Haskell provides excellent features for list manipulation. If you dont know them already filter, map, and foldr/foldl are all worth looking at, as are list comprehensions.

Answer 4

Here is a one liner that works perfectly

replace pos newVal list = take pos list ++ newVal : drop (pos+1) list

I doesn't seem efficient to do this kind of things in haskell.

Answer 5

Here's some code that I've been using:

-- | Replaces an element in a list with a new element, if that element exists.
safeReplaceElement
  -- | The list
  :: [a]
  -- | Index of the element to replace.
  -> Int
  -- | The new element.
  -> a
  -- | The updated list.
  -> [a]
safeReplaceElement xs i x =
  if i >= 0 && i < length xs
    then replaceElement xs i x
    else xs


-- | Replaces an element in a list with a new element.
replaceElement
  -- | The list
  :: [a]
  -- | Index of the element to replace.
  -> Int
  -- | The new element.
  -> a
  -- | The updated list.
  -> [a]
replaceElement xs i x = fore ++ (x : aft)
  where fore = take i xs
        aft = drop (i+1) xs

Answer 6

Actually, for many cases (not always) where you'd use a List, a Data.Vector is a better choice.

It comes with an update function, see Hackage, that does exactly what you need.

Answer 7

I think you should consider using a data structure other than List. For example, if you just want to have a state of four on/off switches then:

data State = St { sw1, sw2, sw3, sw4 :: Bool }

For a dynamic number of switches then consider a mapping from switch name to Bool.

Answer 8

I believe this is more elegant way of replacing an individual element:

setelt:: Int -> [a] -> a -> [a]

setelt i list newValue = 
  let (ys,zs) = splitAt i-1 list in  ys ++ newValue ++ tail zs

There is input error handling.

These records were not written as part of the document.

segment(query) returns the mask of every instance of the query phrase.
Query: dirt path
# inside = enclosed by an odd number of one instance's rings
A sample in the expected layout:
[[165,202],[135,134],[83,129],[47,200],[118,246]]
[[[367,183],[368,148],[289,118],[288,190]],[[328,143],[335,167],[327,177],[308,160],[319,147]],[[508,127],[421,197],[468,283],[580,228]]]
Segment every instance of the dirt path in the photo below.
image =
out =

So if index i is out of boundaries haskell will show wrong output. (Note: in Haskell indexing starts from 1 onwards)

Hugs would behave as follows:

Main> setelt 1 [1,2,3] 9
[9,2,3]
Main> setelt 3 [1,2,3] 9
[1,2,9]
Main> setelt 0 [1,2,3] 9
[9,2,3]
Main> setelt 4 [1,2,3] 9
[1,2,3,9]
Program error: pattern match failure: tail []

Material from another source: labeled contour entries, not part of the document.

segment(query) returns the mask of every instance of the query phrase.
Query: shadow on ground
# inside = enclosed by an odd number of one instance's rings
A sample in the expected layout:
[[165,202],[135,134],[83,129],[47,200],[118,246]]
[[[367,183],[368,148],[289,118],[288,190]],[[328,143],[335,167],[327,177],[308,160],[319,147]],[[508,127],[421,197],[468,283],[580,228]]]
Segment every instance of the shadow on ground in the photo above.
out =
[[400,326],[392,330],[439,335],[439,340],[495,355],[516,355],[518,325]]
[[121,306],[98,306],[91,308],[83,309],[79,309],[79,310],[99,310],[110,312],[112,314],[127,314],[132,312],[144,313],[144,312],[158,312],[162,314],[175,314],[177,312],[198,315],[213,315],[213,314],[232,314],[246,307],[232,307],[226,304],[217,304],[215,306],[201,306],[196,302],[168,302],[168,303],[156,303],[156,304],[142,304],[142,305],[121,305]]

Error handling at your service:

setelt i y newValue = 
    if and [i>0, i<= length y]
    then let (ys,zs) = splitAt (i-1) y in  ys ++ [newValue] ++ tail zs
    else y

if index you give is wrong it returns original list.

Answer 9

This answer arrives quite late, but I thought I'd share what I think is an efficient way of replacing the nth element in a list in Haskell. I'm new to Haskell and thought I'd pitch in.

The set function sets the nth element in a list to a given value:

set' :: Int -> Int -> a -> [a] -> [a]
set' _ _ _ [] = []
set' ind curr new arr@(x:xs)
    | curr > ind = arr
    | ind == curr = new:(set' ind (curr+1) new xs)
    | otherwise = x:(set' ind (curr+1) new xs)

set :: Int -> a -> [a] -> [a]
set ind new arr = (set' ind 0 new arr)

As set traverses a list, it breaks the list apart and if the current index is the given n it combines the previous element with the given new value, otherwise, it combines the previous element with the old value in the list for that index.